Gleichzeitig appellierte die Richterpräsidentin an die Politik, die neu zu schaffenden Landesverwaltungsgerichte mit voll ausgebildeten Richtern zu besetzen. An diesem Punkt werde man die Regierung messen, sagte Helige. Am Donnerstag hatte bereits Justizministerin Maria Berger an ihre Regierungskollegen appelliert, dass keine Gerichte zweiter Klasse entstehen dürfen.

Die Juristentagung – sie steht unter dem Motto „Rechtsstaat und Unabhängigkeit“ – beschäftigte sich am Freitag unter anderem mit der Tätigkeit der Staatsanwälte. Der Wiener Strafrechtsprofessor Manfred Burgstaller verteidigte dabei die oftmals gescholtene Weisungsgebundenheit der Staatsanwälte bis hinauf zum Justizminister. So werde durch die parlamentarische Verantwortlichkeit des Ministers die demokratische Kontrolle der Strafverfolgung ermöglicht.

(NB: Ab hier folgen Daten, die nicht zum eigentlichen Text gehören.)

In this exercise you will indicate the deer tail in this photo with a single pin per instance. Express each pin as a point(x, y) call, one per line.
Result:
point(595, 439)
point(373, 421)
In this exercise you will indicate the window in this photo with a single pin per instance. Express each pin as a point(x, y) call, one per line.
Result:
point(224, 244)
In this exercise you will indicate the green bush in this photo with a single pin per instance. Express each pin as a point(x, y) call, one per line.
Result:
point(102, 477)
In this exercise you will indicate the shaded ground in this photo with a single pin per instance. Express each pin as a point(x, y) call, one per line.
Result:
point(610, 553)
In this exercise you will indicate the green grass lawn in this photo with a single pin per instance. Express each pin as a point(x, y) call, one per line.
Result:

Ernsthaft erwägen solle man aber eine Einschränkung des Minister-Weisungsrechts, meinte Burgstaller: So könnten Weisungen des Justizministers auf Nichtverfolgung einer Straftat unzulässig sein, wenn sowohl die Staatsanwaltschaft als auch die (ihr übergeordnete) Oberstaatsanwaltschaft dem Justizminister widersprechen.

Staatsanwälte: Neo-Dienstrecht

Grundsätzlich werde die Gefahr sachwidriger Weisungen des Justizministers aber „weit überschätzt“, meint Burgstaller. Auch Wolfgang Swoboda, Präsident der Vereinigung der Staatsanwälte, sieht im Gespräch mit der „Presse“ die Frage des Weisungsrechts nicht als vorrangiges Problem. Wichtiger sei, dass die Staatsanwaltschaft als Anklagebehörde in der Verfassung verankert und ein eigenes Dienstrecht geschaffen werde.